Recent Regulatory Changes
The 2026 Shift: E-Invoicing and Refund Expiry
A vat impact analysis uae is no longer just about forward-looking compliance—it has become a critical tool for recovering historical VAT before time runs out. Under the active enforcement framework effective from January 1, 2026, the UAE has moved decisively into a stricter limitation regime that many businesses are overlooking.
Federal Decree-Law No. 16 of 2025 formally introduces a five-year statute of limitations on VAT refund claims, fundamentally changing how far back businesses can correct past errors. As a result, VAT credits relating to the tax periods from 2018 to 2020 must be reclaimed no later than December 31, 2026, or they will expire permanently.
This change coincides with the UAE’s accelerated rollout of mandatory e-invoicing and enhanced digital audit trails, meaning historical data is now being cross-checked against real-time transactional records. Refund claims submitted without proper reconciliation, supporting documentation, or alignment with digital records are increasingly being challenged or rejected.
2026 Warning: The Refund Expiry Clock
If VAT credits from 2018–2020 are not identified, validated, and submitted for refund by December 31, 2026, they will be legally time-barred under the new five-year limitation rule—regardless of whether the VAT was correctly incurred.
For many businesses, this makes 2026 the final opportunity to recover legacy VAT balances. A structured review—combined with transaction testing, documentation validation, and system alignment—is now essential to ensure that recoverable VAT does not silently lapse into irrecoverable cost.
5 Commonly Overlooked VAT Rules You Should Know
Even experienced businesses slip up on VAT rules, especially in Free Zones. Here are 5 rules that often go unnoticed, but can have a big impact.

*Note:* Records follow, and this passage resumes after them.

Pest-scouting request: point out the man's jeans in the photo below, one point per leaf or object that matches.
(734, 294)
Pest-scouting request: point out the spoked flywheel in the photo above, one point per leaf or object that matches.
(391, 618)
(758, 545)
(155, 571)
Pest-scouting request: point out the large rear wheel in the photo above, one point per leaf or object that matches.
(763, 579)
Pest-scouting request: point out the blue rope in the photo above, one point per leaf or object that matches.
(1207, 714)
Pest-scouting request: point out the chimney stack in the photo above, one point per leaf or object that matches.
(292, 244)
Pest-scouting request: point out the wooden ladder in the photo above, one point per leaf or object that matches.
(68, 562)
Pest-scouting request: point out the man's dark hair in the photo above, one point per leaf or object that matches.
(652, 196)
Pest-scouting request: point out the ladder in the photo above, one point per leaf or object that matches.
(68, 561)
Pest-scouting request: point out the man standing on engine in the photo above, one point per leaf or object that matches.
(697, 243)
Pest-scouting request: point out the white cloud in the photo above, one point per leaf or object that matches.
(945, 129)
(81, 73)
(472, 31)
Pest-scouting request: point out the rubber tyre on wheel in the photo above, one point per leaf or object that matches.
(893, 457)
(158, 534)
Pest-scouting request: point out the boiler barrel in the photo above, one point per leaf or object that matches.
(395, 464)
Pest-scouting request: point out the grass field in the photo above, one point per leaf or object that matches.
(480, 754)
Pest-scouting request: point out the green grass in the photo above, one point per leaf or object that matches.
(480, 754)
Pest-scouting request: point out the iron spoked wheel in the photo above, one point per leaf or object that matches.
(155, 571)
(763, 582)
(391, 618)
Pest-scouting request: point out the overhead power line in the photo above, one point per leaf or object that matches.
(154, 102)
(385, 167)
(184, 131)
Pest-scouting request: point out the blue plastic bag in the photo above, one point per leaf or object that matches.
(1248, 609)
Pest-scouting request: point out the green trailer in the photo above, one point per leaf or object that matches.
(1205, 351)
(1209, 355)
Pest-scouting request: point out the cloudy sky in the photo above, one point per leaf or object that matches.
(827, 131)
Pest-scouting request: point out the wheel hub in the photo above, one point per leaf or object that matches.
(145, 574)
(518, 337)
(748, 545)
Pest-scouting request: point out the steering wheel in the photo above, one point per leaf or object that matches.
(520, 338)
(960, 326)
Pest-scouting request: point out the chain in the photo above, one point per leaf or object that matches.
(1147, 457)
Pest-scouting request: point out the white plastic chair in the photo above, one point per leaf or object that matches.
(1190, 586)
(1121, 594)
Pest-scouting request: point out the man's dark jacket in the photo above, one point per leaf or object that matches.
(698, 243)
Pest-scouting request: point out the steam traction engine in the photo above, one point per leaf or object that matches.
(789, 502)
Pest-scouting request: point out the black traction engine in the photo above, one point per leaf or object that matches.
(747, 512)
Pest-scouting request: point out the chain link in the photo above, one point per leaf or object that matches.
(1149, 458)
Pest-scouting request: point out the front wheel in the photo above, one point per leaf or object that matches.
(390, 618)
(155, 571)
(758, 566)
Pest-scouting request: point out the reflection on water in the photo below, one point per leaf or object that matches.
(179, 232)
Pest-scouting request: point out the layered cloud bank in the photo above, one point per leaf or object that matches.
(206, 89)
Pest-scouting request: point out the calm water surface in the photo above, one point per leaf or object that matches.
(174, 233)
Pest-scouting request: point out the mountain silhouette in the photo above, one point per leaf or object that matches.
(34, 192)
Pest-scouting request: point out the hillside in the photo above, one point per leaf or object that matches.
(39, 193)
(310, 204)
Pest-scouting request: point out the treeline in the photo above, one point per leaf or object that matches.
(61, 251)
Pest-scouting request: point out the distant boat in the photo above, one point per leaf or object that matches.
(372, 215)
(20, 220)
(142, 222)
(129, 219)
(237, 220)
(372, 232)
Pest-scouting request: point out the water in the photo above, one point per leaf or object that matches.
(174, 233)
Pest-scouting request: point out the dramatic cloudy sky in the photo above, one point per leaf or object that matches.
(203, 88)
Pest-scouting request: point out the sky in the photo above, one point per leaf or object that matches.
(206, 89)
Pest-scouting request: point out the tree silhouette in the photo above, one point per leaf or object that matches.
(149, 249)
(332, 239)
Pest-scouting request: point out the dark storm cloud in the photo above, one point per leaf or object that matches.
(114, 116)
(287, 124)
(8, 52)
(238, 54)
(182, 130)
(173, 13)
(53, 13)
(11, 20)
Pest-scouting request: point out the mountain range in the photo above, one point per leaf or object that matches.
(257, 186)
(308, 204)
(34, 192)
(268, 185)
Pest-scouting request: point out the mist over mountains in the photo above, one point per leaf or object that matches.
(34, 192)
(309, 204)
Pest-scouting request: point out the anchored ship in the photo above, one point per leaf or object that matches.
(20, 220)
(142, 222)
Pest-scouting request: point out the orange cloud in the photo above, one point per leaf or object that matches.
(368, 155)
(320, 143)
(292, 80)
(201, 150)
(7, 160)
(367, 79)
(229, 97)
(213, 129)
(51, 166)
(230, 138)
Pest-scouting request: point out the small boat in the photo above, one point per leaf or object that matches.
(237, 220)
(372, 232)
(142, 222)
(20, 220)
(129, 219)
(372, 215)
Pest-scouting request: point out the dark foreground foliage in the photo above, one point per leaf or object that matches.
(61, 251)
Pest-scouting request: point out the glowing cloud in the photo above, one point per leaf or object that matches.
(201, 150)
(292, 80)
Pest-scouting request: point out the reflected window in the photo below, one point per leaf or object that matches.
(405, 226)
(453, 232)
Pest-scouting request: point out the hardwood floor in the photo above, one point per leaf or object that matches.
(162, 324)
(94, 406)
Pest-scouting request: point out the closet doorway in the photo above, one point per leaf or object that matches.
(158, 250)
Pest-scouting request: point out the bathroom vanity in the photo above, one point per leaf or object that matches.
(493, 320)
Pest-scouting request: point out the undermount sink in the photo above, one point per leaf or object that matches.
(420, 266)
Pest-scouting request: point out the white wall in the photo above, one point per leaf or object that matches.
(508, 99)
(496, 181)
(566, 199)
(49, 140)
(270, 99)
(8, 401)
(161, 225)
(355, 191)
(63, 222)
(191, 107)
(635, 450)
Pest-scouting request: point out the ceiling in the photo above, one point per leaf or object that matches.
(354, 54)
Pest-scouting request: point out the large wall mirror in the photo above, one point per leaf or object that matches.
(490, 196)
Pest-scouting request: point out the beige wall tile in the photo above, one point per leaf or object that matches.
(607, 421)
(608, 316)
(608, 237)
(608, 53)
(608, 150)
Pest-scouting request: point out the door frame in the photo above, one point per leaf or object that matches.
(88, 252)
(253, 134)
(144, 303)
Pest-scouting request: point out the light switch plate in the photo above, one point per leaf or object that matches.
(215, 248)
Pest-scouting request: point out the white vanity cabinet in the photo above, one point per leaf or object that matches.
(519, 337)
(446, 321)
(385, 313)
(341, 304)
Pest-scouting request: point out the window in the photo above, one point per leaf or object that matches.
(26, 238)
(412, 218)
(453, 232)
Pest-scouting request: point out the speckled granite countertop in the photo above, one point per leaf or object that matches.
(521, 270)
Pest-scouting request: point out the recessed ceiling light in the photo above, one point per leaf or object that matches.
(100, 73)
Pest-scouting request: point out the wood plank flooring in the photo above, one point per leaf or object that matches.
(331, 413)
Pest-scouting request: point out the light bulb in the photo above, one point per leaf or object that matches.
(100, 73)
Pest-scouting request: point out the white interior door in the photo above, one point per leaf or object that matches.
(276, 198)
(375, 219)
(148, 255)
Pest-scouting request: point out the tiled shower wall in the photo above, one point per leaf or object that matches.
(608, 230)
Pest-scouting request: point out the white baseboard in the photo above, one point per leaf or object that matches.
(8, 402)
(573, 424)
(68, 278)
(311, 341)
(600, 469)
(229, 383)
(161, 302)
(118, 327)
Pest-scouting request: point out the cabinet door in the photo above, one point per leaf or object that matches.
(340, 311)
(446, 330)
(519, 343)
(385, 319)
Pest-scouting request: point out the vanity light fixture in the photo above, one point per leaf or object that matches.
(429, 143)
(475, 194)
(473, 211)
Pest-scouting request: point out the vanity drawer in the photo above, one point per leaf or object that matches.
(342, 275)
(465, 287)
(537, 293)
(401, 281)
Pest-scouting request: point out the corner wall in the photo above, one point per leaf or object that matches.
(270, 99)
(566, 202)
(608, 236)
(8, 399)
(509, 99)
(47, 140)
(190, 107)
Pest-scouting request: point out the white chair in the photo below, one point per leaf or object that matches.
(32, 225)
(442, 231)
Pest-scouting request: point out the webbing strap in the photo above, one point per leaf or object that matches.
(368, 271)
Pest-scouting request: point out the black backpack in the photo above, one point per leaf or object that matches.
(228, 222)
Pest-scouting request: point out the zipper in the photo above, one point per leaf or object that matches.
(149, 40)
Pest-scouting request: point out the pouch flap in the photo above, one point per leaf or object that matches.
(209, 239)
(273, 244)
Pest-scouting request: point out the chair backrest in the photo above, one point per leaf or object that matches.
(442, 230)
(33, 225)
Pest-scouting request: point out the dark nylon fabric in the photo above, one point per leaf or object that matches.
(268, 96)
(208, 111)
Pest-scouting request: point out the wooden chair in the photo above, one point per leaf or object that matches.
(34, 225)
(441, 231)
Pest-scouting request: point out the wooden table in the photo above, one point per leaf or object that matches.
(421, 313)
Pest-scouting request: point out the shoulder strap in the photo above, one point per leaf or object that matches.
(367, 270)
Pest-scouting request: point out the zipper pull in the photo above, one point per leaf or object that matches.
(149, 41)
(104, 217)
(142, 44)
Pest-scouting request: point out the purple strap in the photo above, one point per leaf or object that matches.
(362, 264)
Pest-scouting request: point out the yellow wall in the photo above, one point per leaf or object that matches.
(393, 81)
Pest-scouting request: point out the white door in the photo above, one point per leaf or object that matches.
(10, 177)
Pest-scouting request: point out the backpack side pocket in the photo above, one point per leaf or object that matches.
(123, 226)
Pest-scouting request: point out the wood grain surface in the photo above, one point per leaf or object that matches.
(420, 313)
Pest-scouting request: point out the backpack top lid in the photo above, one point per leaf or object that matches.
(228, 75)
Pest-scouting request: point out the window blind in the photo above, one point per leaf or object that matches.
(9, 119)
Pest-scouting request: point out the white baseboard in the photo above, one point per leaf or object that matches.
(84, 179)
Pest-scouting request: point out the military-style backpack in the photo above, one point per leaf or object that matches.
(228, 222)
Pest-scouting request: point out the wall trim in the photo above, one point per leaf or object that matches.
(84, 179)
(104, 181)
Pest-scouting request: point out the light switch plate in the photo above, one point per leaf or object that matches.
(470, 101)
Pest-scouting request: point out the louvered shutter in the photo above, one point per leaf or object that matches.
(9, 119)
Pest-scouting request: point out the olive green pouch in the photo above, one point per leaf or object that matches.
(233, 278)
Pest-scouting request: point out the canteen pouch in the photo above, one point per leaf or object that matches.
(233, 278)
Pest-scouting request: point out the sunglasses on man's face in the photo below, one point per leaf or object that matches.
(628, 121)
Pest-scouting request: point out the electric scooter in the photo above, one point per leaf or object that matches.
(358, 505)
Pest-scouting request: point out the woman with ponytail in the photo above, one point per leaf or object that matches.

1. Inter-Zone Transactions Are Not Always Zero-Rated
It’s a common assumption that all trades between Free Zones are zero-rated. That’s not true.
Only some zones, called Designated Zones can qualify for out-of-scope treatment (not zero-rated), and even then, only under strict conditions that must now be proven with audit-grade evidence.
These Designated Zones are treated like they’re outside the UAE for VAT purposes only in respect of qualifying supplies of goods, provided the legal conditions are met.
And here’s the catch: for a supply between two Designated Zones to be treated as outside the scope of VAT, the goods can’t enter the mainland. If they do, VAT applies. In 2026, the FTA requires transaction-level traceability to prove that goods never entered the mainland at any stage of the supply chain.
If a transshipment between two Designated Zones lacks proper customs documentation or movement records, it can trigger 5% VAT along with a 14% annual interest-based penalty under the new anti-evasion enforcement framework.
This is where a proper VAT health check in UAE can make all the difference. It helps businesses validate audit evidence, reconcile customs records, and defend out-of-scope positions before the FTA does.
Pro-Tip: Maintain digitally indexed customs declarations, gate passes, transport logs, and zone-to-zone movement confirmations as part of your VAT file—these are now critical audit artifacts in 2026.
Don’t assume you’re safe just because you’re in a Free Zone. The rules are tricky, the audits are deeper, and that’s why more companies are investing in VAT health check services in UAE.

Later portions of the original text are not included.